Llegó un momento en que apenas podía concentrarme en otra cosa que no fuera comer, o no comer. A menudo me sentía mareada y soñaba despierta; visiones de Dawson’s Creek flotaban en mi cabeza durante la clase de historia. Sin embargo, por mucho que me mirara en el espejo, la chica que veía allí no parecía lo suficientemente delgada. No podía ver la piel y los huesos en los que me había convertido. ¿Las chicas que me llamaban «Ana-rexica» a mis espaldas? Sólo estaban celosas. Y de nuevo, nadie habló. Nadie se atrevió a desaprobar o a decirle a la ex gorda que había ido demasiado lejos.

Después de un año y medio de mi rígida rutina, mi misión finalmente llegó a su fin. Aquella fatídica mañana en la ducha, caí inconsciente. No sé cuánto tiempo pasó hasta que mi compañero de piso me rescató, despertándome de un golpe y arrastrándome a mis pies. Tuve suerte; podría haberme ahogado, entrar en coma o sufrir un paro cardíaco. Había despojado a mi cuerpo de todos los nutrientes y electrolitos que necesitaba para funcionar. «Anna, todo va a salir bien», susurró mi compañera de piso.
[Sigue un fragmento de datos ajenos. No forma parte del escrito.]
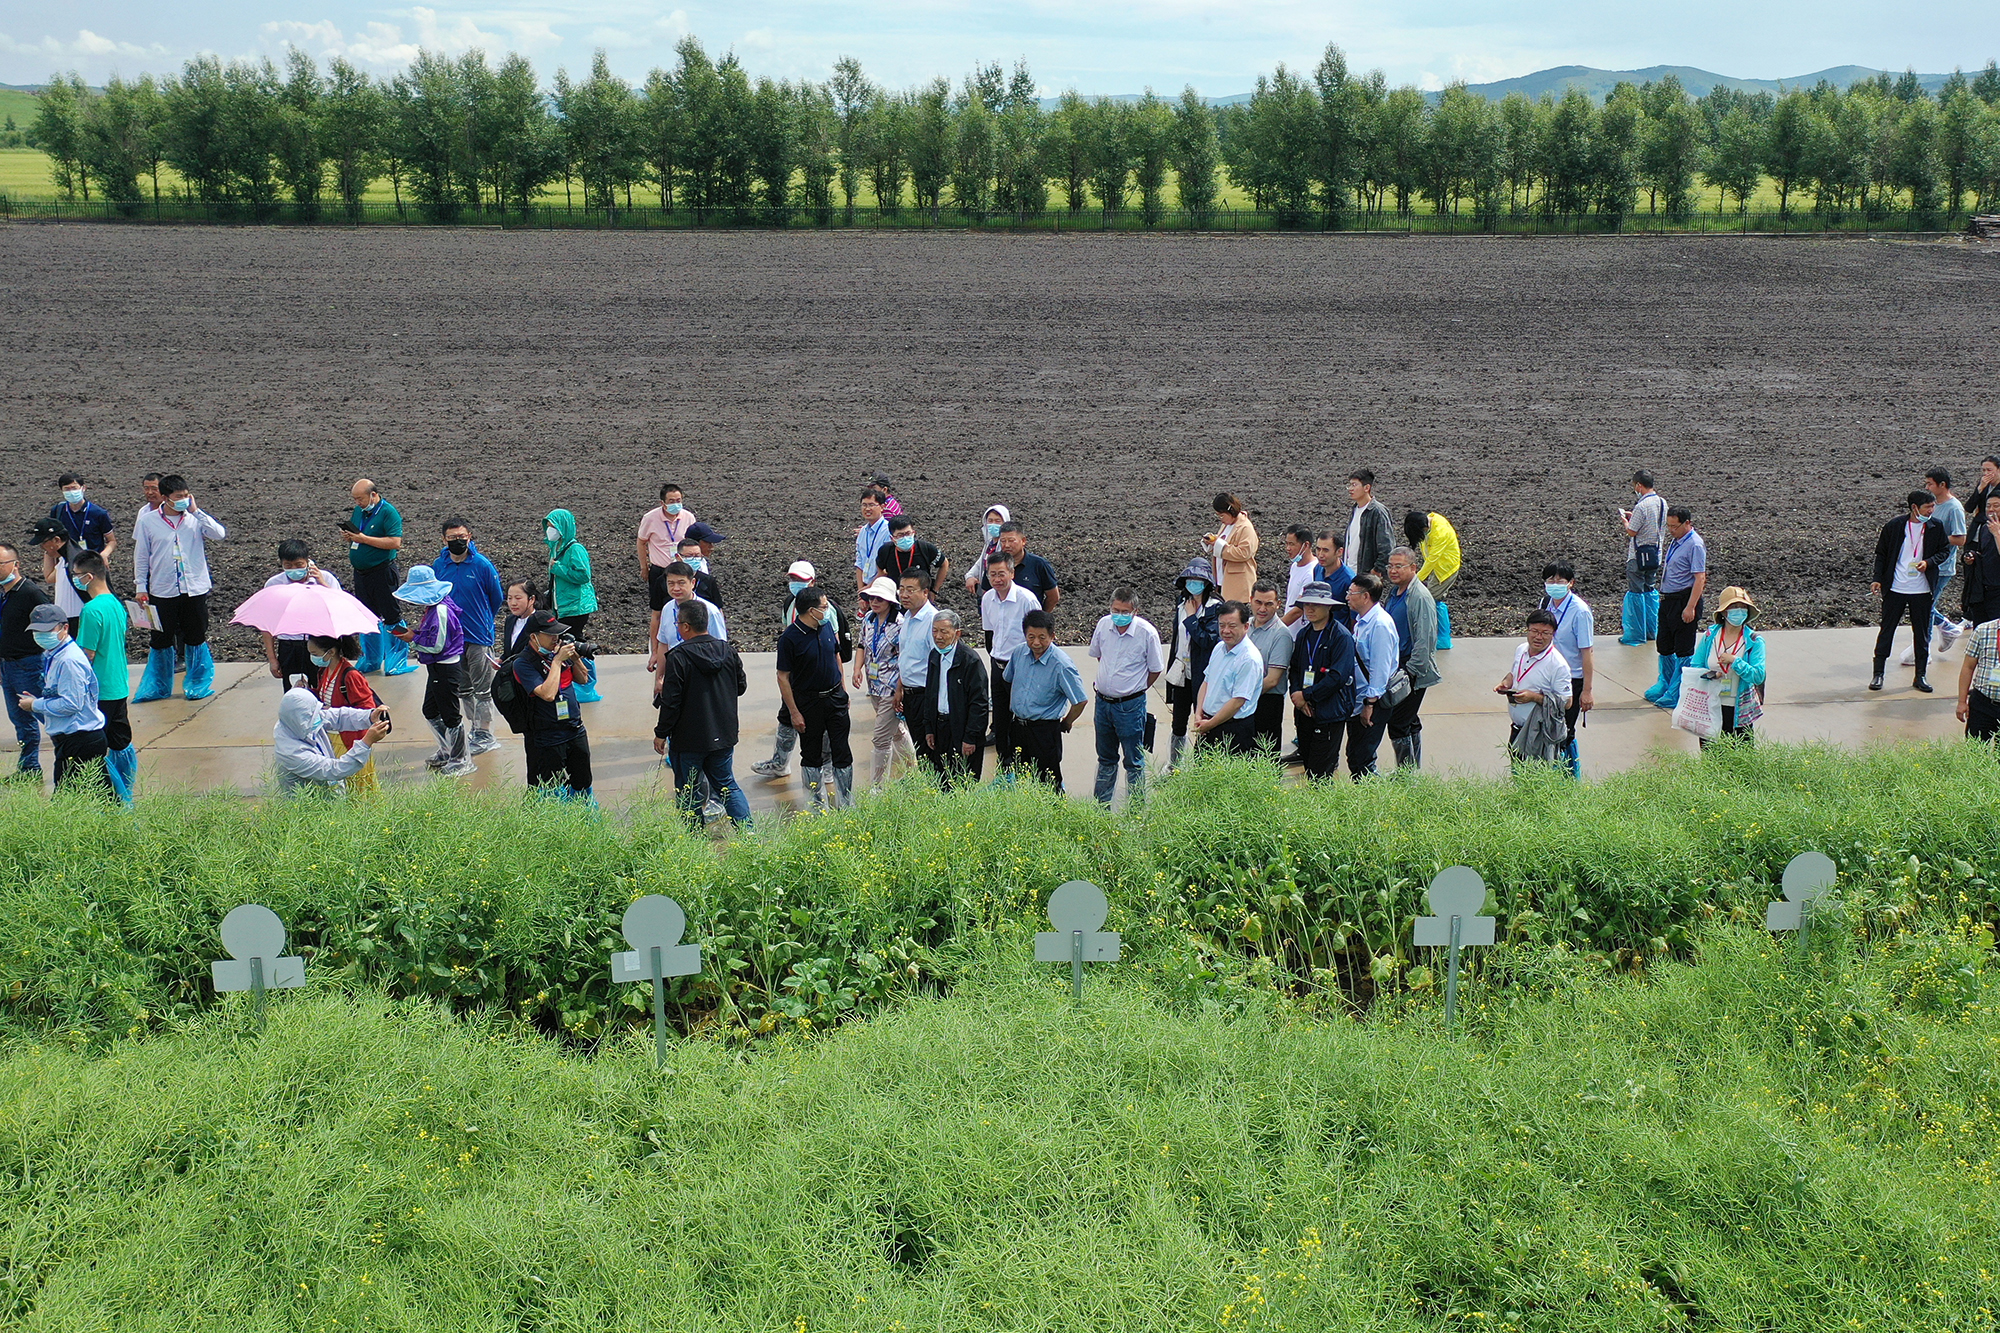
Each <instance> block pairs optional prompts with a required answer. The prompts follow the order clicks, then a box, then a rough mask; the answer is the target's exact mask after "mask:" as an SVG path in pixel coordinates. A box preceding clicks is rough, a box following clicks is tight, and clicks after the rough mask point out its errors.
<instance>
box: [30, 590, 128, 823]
mask: <svg viewBox="0 0 2000 1333" xmlns="http://www.w3.org/2000/svg"><path fill="white" fill-rule="evenodd" d="M28 632H32V634H34V642H36V644H38V646H40V648H42V693H40V695H30V693H26V691H22V695H20V697H18V699H16V701H14V703H18V705H20V707H22V709H28V711H30V713H34V717H36V721H40V723H42V731H46V733H48V739H50V741H52V743H54V745H56V791H64V789H66V787H70V785H74V783H82V781H88V777H90V765H92V763H96V761H100V759H104V753H106V749H104V711H102V709H98V673H96V669H94V667H92V664H90V658H88V656H84V650H82V648H78V646H76V640H74V638H70V618H68V616H66V614H62V606H56V604H54V602H44V604H40V606H36V608H34V610H32V612H30V614H28Z"/></svg>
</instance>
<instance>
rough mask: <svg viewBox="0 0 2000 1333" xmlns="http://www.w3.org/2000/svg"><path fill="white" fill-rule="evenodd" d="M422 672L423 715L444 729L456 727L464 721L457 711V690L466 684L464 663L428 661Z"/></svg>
mask: <svg viewBox="0 0 2000 1333" xmlns="http://www.w3.org/2000/svg"><path fill="white" fill-rule="evenodd" d="M424 673H426V679H424V717H426V719H428V721H434V723H440V725H442V727H444V729H446V731H450V729H452V727H458V725H460V723H462V721H464V715H462V713H460V711H458V691H462V689H464V685H466V664H464V662H430V664H428V667H424Z"/></svg>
Por un momento fugaz, pensé para mis adentros, al menos habría muerto flaca.

Mi compañera de cuarto y yo mantuvimos ese incidente como nuestro pequeño secreto. Estaba demasiado mortificada para confesar mi trastorno alimenticio a mis padres o profesores. Me aterrorizaba la idea de que me enviaran a rehabilitación o me echaran de la escuela. Pero ese día cambió las cosas para mí: fue mi llamada de atención. Me prometí a mí misma: Nunca más. Nunca más arriesgaré mi vida sólo por ser delgada.
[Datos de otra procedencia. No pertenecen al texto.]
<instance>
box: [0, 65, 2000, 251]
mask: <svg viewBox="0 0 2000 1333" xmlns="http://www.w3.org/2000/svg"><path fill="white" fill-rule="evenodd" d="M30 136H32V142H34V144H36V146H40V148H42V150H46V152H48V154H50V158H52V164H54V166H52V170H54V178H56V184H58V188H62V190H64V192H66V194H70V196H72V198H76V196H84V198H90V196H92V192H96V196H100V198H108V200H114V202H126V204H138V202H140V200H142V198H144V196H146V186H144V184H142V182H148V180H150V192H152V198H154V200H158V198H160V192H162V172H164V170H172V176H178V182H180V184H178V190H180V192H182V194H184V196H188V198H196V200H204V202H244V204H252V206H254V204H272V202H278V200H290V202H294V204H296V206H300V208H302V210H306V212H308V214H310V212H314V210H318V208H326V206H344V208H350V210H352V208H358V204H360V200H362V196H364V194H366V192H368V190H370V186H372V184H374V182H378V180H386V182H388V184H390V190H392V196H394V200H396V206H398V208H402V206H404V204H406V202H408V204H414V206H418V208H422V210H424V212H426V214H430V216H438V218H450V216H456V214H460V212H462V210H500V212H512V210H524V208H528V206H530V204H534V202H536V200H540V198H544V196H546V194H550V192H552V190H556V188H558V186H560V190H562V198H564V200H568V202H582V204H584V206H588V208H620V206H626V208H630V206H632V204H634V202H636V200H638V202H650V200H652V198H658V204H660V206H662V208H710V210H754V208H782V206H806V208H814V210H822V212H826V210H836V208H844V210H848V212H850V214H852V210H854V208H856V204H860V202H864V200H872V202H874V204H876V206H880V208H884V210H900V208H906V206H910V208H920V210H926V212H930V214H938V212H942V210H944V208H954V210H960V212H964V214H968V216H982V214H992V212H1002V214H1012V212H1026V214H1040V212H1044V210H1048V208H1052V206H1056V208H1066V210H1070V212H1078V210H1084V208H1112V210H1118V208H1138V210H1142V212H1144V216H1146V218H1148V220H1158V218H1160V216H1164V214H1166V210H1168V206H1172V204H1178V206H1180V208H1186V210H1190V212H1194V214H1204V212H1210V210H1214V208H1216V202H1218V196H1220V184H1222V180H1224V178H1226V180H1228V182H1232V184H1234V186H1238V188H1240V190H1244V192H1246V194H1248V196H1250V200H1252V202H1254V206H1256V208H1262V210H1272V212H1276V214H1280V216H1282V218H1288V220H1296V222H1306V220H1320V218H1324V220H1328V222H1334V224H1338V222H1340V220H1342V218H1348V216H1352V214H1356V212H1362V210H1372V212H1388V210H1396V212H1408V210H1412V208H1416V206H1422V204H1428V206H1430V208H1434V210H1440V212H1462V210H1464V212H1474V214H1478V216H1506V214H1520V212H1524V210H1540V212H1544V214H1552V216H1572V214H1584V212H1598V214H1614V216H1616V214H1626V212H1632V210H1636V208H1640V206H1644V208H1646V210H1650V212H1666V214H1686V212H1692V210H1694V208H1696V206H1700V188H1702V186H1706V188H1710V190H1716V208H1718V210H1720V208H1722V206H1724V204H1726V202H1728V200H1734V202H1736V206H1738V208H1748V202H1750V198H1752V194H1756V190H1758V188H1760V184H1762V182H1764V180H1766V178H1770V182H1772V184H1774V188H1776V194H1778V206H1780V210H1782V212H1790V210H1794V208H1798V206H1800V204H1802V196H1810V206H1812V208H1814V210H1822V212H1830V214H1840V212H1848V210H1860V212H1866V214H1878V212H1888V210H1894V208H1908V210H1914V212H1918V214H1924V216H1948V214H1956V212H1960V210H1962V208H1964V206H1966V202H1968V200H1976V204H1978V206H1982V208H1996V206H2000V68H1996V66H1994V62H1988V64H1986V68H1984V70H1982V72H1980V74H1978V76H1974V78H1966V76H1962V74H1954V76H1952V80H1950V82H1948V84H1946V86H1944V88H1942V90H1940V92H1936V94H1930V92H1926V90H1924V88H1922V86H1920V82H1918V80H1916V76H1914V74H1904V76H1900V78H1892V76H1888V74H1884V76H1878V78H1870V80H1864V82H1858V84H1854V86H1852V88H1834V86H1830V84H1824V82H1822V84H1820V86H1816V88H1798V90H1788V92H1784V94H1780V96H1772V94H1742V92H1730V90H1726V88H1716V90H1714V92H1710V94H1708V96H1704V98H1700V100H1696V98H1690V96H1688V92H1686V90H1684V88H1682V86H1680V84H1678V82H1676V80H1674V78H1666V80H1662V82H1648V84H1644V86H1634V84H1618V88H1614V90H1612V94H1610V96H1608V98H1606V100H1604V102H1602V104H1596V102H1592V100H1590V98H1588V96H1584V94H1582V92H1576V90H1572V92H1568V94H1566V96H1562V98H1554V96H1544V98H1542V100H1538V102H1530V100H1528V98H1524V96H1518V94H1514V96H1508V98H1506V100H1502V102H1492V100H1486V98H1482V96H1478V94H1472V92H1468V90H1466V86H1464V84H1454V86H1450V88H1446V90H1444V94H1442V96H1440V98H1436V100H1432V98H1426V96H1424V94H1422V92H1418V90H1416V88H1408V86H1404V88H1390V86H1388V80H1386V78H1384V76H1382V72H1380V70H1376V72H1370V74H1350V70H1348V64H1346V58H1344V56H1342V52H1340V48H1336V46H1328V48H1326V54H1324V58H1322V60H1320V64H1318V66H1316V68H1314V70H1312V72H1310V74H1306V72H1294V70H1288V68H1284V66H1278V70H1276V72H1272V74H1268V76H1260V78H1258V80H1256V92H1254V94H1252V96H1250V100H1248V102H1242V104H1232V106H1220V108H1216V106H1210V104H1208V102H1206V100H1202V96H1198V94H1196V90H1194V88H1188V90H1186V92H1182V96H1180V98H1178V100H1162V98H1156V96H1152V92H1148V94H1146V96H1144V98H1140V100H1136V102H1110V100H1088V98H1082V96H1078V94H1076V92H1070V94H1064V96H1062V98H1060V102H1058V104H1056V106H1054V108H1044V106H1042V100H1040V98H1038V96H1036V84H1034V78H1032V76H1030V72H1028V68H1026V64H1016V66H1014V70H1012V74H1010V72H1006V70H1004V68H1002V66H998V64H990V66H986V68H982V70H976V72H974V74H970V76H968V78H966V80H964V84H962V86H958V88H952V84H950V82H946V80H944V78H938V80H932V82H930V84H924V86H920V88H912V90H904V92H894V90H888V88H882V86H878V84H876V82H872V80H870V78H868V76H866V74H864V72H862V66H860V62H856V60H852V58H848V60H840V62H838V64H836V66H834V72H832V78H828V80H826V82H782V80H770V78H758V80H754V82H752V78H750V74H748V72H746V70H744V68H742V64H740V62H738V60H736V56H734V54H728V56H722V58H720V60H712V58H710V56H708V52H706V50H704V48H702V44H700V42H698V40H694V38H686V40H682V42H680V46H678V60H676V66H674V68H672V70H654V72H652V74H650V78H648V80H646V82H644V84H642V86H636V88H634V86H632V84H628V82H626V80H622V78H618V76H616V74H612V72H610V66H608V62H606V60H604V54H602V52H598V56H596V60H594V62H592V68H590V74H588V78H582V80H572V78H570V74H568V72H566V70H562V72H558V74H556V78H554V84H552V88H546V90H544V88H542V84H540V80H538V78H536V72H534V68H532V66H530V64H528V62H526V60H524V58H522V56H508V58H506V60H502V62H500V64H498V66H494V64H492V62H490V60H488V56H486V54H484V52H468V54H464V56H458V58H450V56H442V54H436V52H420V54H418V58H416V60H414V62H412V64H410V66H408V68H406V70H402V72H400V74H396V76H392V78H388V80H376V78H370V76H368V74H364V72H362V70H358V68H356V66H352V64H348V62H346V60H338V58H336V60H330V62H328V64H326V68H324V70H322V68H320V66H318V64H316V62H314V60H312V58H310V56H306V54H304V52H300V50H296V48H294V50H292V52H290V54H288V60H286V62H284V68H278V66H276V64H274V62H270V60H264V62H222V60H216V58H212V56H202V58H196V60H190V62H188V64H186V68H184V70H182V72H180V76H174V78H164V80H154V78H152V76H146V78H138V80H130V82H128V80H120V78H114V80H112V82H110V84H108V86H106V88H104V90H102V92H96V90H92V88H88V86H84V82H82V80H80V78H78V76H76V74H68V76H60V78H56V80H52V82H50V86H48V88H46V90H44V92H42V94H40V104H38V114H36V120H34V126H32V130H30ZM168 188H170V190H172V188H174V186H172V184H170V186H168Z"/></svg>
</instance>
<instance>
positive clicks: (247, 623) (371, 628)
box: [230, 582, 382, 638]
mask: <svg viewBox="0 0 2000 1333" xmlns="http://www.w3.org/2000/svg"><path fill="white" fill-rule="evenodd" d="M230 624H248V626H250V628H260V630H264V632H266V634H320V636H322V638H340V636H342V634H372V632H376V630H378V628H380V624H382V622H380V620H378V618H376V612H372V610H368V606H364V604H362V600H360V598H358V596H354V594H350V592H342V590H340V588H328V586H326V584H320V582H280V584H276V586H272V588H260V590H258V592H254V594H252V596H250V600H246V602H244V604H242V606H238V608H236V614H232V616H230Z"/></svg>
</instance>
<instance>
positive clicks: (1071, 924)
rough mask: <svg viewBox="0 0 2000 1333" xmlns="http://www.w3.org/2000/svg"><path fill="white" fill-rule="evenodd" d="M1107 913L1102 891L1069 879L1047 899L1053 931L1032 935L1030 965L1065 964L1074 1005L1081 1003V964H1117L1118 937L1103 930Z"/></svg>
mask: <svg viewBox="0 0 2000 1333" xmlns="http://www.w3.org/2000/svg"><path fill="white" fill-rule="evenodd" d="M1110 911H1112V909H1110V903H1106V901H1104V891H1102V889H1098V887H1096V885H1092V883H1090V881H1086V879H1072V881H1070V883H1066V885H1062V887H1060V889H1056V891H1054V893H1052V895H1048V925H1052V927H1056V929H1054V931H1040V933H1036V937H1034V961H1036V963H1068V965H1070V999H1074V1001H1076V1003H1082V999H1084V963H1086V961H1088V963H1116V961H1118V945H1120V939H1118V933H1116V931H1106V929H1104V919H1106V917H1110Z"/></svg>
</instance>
Por supuesto, no pude cambiar mis hábitos de la noche a la mañana. Aunque eliminé los laxantes y los paquetes de Equal, seguí luchando durante mis años universitarios, principalmente con el ejercicio excesivo. Y nunca busqué ayuda profesional o de mis padres, lo cual no es una idea genial, lo sé. Simplemente estaba demasiado avergonzada y era demasiado testaruda para pedir ayuda. Pero, poco a poco, dejé de centrarme en mi peso, comiendo alimentos que antes estaban prohibidos, como la fruta o los panecillos con mantequilla, invirtiendo en ropa cómoda en vez de en vaqueros que me quedaban tan ajustados que tenía que tumbarme en la cama para poder subir la cremallera. Finalmente, empecé a escribir, un nuevo pasatiempo que ocupaba mis pensamientos y llenaba el vacío que había dejado mi obsesión por la talla.

Hoy soy una joven de 28 años feliz, sana y sin laxantes. Por fin me siento guapa, por dentro y por fuera. Sin embargo, el pasado a veces persiste como un fantasma de mi antiguo yo. Cada vez que me cruzo con un espejo, me acuerdo de aquella chica de antaño, instándome -ordenándome- a perder un centímetro aquí o allá. Diciéndome que la mujer que veo no es la que realmente soy. Sólo que ahora, ya no escucho.